The patients were placed in a prone position with a pillow under the iliac crests. Under aseptic conditions, a 2–5 MHz curvilinear ultrasound probe (M Turbo; FUJIFILM Sonosite, Inc., Bothell, WA, USA) was placed in a longitudinal plane to establish the initial three posterior sacral foramina on the planned intervention side. Subsequently, the probe was shifted laterally to establish the lateral sacral crest (LSC), where the lateral branches of the I, II and III sacral nerves come together to innervate the posterior SIJ [Figure 1]. The planned cryoprobe skin entry point and deeper paraspinal musculature were infiltrated with 1% lidocaine (5 mL), and then a stab incision was made with a blade (size 11). Under ultrasound guidance, a 14Fr cryoprobe (Metrum Cryoflex, Warsaw, Poland) was inserted through the skin and directed through the parasacral muscles until the bone was contacted at LSC just lateral to the S3 foramen. The probe was advanced further in a cranial direction to remain in contact with the bone over the lateral crest to target the lateral branches of S1–S3. The final cryoprobe position was confirmed with fluoroscopy using anteroposterior [Figure 1] and lateral views to ensure that the probe was lateral to the posterior sacral foramina and close to the posterior surface of the sacrum. Before proceeding to cryoneurolysis, sensory stimulation at 50 Hz was applied through the cryoprobe to stimulate the targeted nerves, resulting in paraesthesia concordant with the patients' reported location of pain. Motor stimulation at 2 Hz did not produce muscle contraction in the myotomes innervated by the first three ventral sacral nerve roots. The cryoneurolysis machine was connected to a carbon dioxide (CO2) cylinder. A 3-min freezing cycle (−78C for CO2) and a 1-min defrosting cycle were initiated. Freezing and defrosting were visualised and confirmed under ultrasound. To increase the surface area of neurolysis, the probe was moved to the cephalad or caudad, depending on the probe's position concerning LSC and the probability of freezing the L5 dorsal ramus. A second cycle of freezing and defrosting was then performed. After defrosting, the probe was removed and the skin was covered with adhesive tape. All patients were assessed for the degree of pain relief at the end of the procedure.

Figure 1.

Figure 1

Cryoprobe in situ (X-ray [left] and ultrasonography [right]). The cryoprobe is seen between the sacral foramen and the medial joint line on the X-ray image. The cryoprobe with iceball is seen on the ultrasonography image just above the sacral bone

All SIJ corticosteroid injections were administered using a posterior approach with a standard single-beam C-arm fluoroscope: Anterior–posterior, contralateral oblique and lateral views guided needle placement. Once the needle tip was believed to be in IA position, 0.5 mL of iohexol (Omnipaque 180; GE Healthcare, Princeton, NJ, USA) was injected. Anterior–posterior images with live fluoroscopy were saved to the picture archiving and communication system. A uniform dose of 1 mL of 2% preservative-free lidocaine hydrochloride combined with 1 mL of triamcinolone acetonide 40 mg/mL was injected. The needle was removed, a sterile dressing was applied, and the patient was transferred to the recovery area for 15 min of monitoring.

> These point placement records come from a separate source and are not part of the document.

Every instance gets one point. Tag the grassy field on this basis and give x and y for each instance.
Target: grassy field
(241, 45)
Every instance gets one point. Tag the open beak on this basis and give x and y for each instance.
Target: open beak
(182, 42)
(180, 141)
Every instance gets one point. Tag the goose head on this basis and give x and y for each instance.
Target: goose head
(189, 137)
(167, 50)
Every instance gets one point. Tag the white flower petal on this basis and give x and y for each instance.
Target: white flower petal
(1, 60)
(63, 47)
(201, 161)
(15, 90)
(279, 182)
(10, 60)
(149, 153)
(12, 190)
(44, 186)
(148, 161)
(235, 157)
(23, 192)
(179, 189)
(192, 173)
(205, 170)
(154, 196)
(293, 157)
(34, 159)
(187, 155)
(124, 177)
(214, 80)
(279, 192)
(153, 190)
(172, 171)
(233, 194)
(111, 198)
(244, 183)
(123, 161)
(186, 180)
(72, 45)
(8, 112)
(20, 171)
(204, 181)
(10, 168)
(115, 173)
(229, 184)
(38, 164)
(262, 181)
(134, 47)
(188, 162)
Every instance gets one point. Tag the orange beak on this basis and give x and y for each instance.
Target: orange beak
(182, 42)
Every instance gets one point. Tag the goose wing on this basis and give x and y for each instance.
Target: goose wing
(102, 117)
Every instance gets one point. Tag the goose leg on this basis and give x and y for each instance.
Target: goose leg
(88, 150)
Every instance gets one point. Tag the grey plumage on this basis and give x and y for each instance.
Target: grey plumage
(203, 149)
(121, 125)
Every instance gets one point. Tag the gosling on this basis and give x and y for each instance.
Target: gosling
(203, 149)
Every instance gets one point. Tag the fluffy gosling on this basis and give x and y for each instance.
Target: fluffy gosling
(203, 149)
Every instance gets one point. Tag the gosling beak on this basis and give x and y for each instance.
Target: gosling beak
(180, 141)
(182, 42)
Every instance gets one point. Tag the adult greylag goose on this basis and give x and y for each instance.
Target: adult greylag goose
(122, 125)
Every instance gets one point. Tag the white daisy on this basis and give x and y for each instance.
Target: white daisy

The primary outcome measure was proportion of patients with a ≥50% reduction in NPRS score assessed immediately following SIJ cryoneurolysis and IA steroid injection in patients with SIJP. The secondary outcome measure was a ≥50% reduction in NPRS score assessed at 1, 3 and 6 months following SIJ cryoneurolysis and IA steroid injection in patients with SIJP.

The data was analysed with Statistical Package for Social Sciences (SPSS) version 23.0 for Windows (International Business Machines, Armonk, NY, USA). The categorical (gender as well as ≥50% and 100% decrease in NPRS score from baseline) and continuous (age, duration of symptoms and NPRS score) data were represented in frequency (percentages) and mean (standard deviation [SD]). The difference between the treatment groups was assessed with a Chi-square test and independent sample t-test for categorical and continuous variables. In both the groups, the change in NPRS score over the study duration was assessed with repeated measures analysis of variance (ANOVA) followed by post hoc analysis with Bonferroni's multiple comparison test. P < 0.05 was considered as statistically significant.

RESULTS

The records of 87 patients were assessed, of which 83 were included and divided into Group 1 (n = 39) and Group 2 (n = 44). At 6 months, data from all 83 patients was analysed [Figure 2]. Both the groups predominantly comprised females; however, there was no significant difference between the groups (Group 1 versus [vs.] Group 2: n = 25 vs. 26, P = 0.640). Similarly, there was no significant difference between the groups in terms of mean age, duration of painful symptoms and baseline NPRS score (all P > 0.05) [Table 1].

Figure 2.

Figure 2

Study flowchart. NPRS = numeric pain rating scale, SIJ = sacroiliac joint, n=number of patients

Table 1.

Comparison of demographic and baseline characteristics

Characteristics Group 1 (n=39) Group 2 (n=44)
Age (years) 52.06 (12.64) 53.50 (10.75)
Gender (male/female) 14/25 18/26
Duration of symptoms, months 8.59 (1.16) 8.27 (1.02)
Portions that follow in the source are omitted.